Derivatives are a fundamental concept in calculus, used to determine the rate at which a function is changing at any given point. When you're finding the derivative of a function, you're identifying the slope of the tangent line to the function's graph at a specific point. This can provide insights into the function's behavior—such as where it is increasing or decreasing.

• The most common notation for a derivative is \( f'(x) \), which denotes the derivative of \( f(x) \).
• Taking a derivative involves applying rules like the power rule, where \( \frac{d}{dx}(x^n) = nx^{n-1} \).
• In our exercise, we find derivatives of composed functions, which involves techniques like the chain rule.

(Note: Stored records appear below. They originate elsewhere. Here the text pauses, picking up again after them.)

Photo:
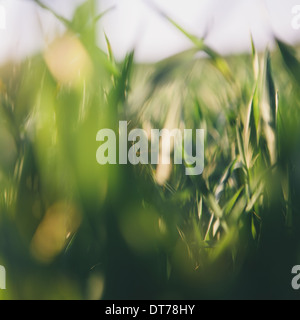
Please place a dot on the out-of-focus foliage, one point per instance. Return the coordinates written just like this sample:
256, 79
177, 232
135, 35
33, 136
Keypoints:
72, 229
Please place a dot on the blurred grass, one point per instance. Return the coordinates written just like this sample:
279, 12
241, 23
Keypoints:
71, 229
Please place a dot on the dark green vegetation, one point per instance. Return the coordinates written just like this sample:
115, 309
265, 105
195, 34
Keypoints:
71, 229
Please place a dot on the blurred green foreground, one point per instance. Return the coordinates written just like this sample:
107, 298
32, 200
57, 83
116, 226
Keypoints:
72, 229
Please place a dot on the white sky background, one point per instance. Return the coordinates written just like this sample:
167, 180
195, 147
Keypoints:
227, 25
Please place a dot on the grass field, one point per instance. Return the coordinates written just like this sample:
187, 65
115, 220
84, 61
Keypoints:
72, 229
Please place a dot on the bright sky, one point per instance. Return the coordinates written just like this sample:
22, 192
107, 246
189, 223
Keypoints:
227, 25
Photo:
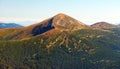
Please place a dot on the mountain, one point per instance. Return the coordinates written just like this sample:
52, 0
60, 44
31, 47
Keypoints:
9, 25
57, 22
50, 26
59, 42
103, 25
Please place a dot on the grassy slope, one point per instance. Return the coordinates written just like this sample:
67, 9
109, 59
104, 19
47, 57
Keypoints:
83, 49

The chain rule is a crucial differentiation technique used for finding the derivative of composite functions. A composite function is one where you have a function inside another function, which means you compose two functions.
For example, in our exercise where we find the derivative of \((f \circ g)(x) = (2x - 3)^5 \), we're tasked with finding \((f \circ g)'(x)\).

• First, identify the inner and outer functions. Here, \( u = 2x - 3 \) is the inner function and \( u^5 \) is the outer.
• Apply the chain rule: differentiate the outer function with respect to the inner function \( u \), then multiply by the derivative of the inner function \( u \).
• So, the derivative becomes \( 5(2x - 3)^4 \times 2 = 10(2x - 3)^4 \), illustrating how the chain rule allows us to tackle more complex differentiation tasks.

Function notation allows us to clearly express the dependencies between variables and it is particularly useful when dealing with composite functions.
It is denoted as \( f(x) \), indicating each input \( x \) maps to a unique output through the function \( f \). Function composition, denoted by \((f \circ g)(x)\), is a way of "nesting" these functions so that the output of one function becomes the input of another.

• For \((f \circ g)(x)\), you compute this by substituting \( g(x) \) into \( f(x) \), making it \( f(g(x)) \).
• Conversely, \((g \circ f)(x)\) involves substituting \( f(x) \) into \( g(x) \), resulting in \( g(f(x)) \).
• This notation helps in organizing functions and is essential when performing operations such as differentiation of composed functions.